Banicja Polaka trwała jednak tylko dwa dni i już w środę Teodorczyk wziął udział w otwartym dla kibiców treningu Anderlechtu, a po zajęciach spotkał się z fanami Fiołków.
Signing sessions @ CVDS Stadium#RSCA pic.twitter.com/aWWa9AF69Z
— RSC Anderlecht (@rscanderlecht) 15 listopada 2017
Reprezentant Polski ponownie trenuje z pierwszym zespołem, ale ze względu na wspomnianą dyskwalifikację nie zagra w dwóch najbliższych meczach ligowych z Mouscron i Kortrijk. Nie ma jednak żadnych formalnych przeciwwskazań, by trener Vanhaezebrouck nie skorzystał z jego usług w środowym spotkaniu Ligi Mistrzów z Bayernem Monachium.
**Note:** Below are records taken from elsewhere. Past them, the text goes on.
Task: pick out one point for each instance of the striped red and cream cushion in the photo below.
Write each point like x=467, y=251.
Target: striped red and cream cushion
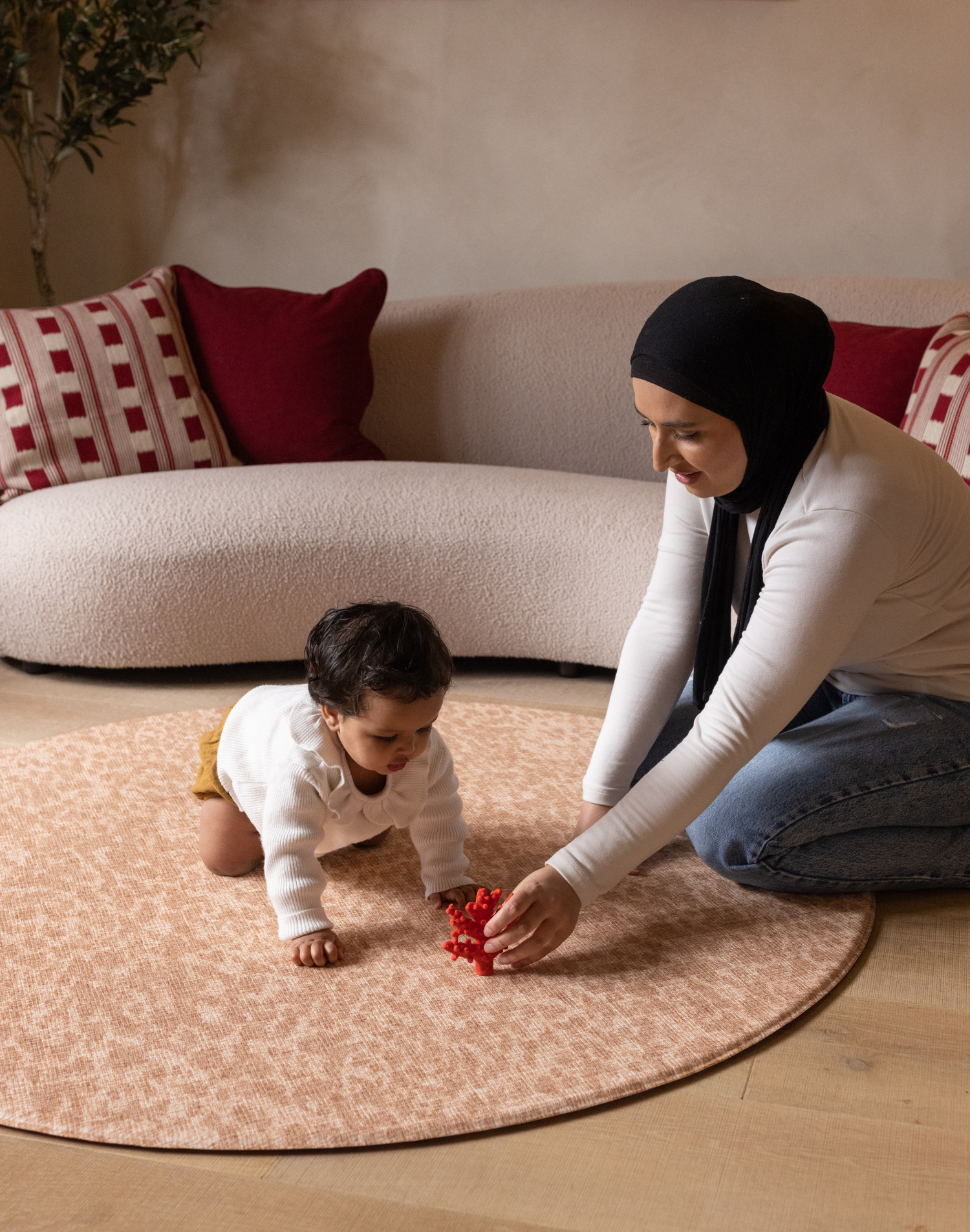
x=102, y=387
x=938, y=413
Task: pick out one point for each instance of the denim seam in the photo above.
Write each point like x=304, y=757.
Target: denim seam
x=869, y=791
x=883, y=881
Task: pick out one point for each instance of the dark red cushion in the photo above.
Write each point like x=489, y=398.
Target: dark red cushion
x=876, y=365
x=288, y=374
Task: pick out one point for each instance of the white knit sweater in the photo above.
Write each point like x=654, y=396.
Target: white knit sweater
x=867, y=583
x=288, y=775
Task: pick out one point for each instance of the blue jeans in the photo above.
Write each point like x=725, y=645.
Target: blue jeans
x=858, y=792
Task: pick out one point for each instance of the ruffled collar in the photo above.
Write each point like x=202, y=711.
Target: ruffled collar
x=397, y=799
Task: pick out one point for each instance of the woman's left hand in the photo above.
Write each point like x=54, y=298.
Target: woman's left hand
x=544, y=908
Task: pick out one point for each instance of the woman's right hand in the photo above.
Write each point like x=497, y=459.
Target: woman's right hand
x=588, y=816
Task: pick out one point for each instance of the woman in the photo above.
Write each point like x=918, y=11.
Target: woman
x=825, y=747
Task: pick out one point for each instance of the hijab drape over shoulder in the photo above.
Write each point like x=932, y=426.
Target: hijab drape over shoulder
x=760, y=359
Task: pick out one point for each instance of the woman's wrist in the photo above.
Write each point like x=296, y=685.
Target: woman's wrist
x=590, y=815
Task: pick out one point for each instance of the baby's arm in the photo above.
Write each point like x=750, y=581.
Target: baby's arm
x=439, y=833
x=292, y=827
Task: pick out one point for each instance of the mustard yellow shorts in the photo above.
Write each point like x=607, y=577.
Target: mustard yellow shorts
x=208, y=784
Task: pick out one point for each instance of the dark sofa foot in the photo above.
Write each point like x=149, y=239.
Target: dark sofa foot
x=32, y=669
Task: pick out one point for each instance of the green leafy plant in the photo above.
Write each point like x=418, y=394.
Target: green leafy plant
x=87, y=62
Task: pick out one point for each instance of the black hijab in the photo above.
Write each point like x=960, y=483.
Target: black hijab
x=759, y=358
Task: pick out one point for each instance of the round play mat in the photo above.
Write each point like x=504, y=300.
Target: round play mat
x=148, y=1002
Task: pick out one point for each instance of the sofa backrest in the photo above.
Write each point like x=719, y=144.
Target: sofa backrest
x=540, y=377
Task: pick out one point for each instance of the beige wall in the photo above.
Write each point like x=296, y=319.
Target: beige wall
x=475, y=144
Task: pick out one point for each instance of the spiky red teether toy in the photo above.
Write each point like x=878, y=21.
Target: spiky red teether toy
x=470, y=924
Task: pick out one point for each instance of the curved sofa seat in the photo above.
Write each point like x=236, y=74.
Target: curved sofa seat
x=237, y=565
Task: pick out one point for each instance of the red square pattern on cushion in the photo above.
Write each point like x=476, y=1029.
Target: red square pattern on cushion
x=876, y=366
x=938, y=413
x=288, y=374
x=99, y=389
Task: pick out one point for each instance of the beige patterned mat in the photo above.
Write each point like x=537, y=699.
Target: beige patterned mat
x=147, y=1002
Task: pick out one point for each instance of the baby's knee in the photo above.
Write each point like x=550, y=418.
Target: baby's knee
x=230, y=868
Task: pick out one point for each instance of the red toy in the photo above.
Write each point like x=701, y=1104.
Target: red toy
x=470, y=924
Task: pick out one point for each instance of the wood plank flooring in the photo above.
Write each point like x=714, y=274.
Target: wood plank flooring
x=853, y=1119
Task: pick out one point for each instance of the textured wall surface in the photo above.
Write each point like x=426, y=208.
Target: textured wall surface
x=482, y=144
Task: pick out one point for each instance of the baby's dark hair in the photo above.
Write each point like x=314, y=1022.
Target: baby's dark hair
x=387, y=648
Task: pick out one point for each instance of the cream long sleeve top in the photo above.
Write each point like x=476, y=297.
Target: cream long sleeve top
x=867, y=583
x=290, y=777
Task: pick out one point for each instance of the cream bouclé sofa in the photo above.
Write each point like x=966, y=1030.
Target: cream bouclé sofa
x=518, y=506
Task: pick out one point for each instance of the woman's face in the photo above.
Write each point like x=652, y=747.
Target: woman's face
x=704, y=450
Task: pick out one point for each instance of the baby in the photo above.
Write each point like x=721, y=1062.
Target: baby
x=299, y=770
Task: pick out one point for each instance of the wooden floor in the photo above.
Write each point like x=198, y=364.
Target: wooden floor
x=854, y=1118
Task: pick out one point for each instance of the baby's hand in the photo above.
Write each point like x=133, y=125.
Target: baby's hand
x=458, y=894
x=317, y=949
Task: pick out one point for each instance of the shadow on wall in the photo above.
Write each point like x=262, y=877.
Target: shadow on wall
x=277, y=83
W minionym sezonie Teodorczyk był najskuteczniejszym graczem Anderlechtu. Zdobył dla Fiołków aż 30 bramek, w tym 20 w samej Jupiler Pro League, co dało mu tytuł króla strzelców rozgrywek, a Anderlechtowi pomogło w odzyskaniu mistrzostwa Belgii. W bieżącej kampanii Polak strzelił tylko trzy gole, ale mimo to nadal cieszy się statusem podstawowego zawodnika - w 15 z 18 spotkań, w których wystąpił, zagrał od pierwszego gwizdka.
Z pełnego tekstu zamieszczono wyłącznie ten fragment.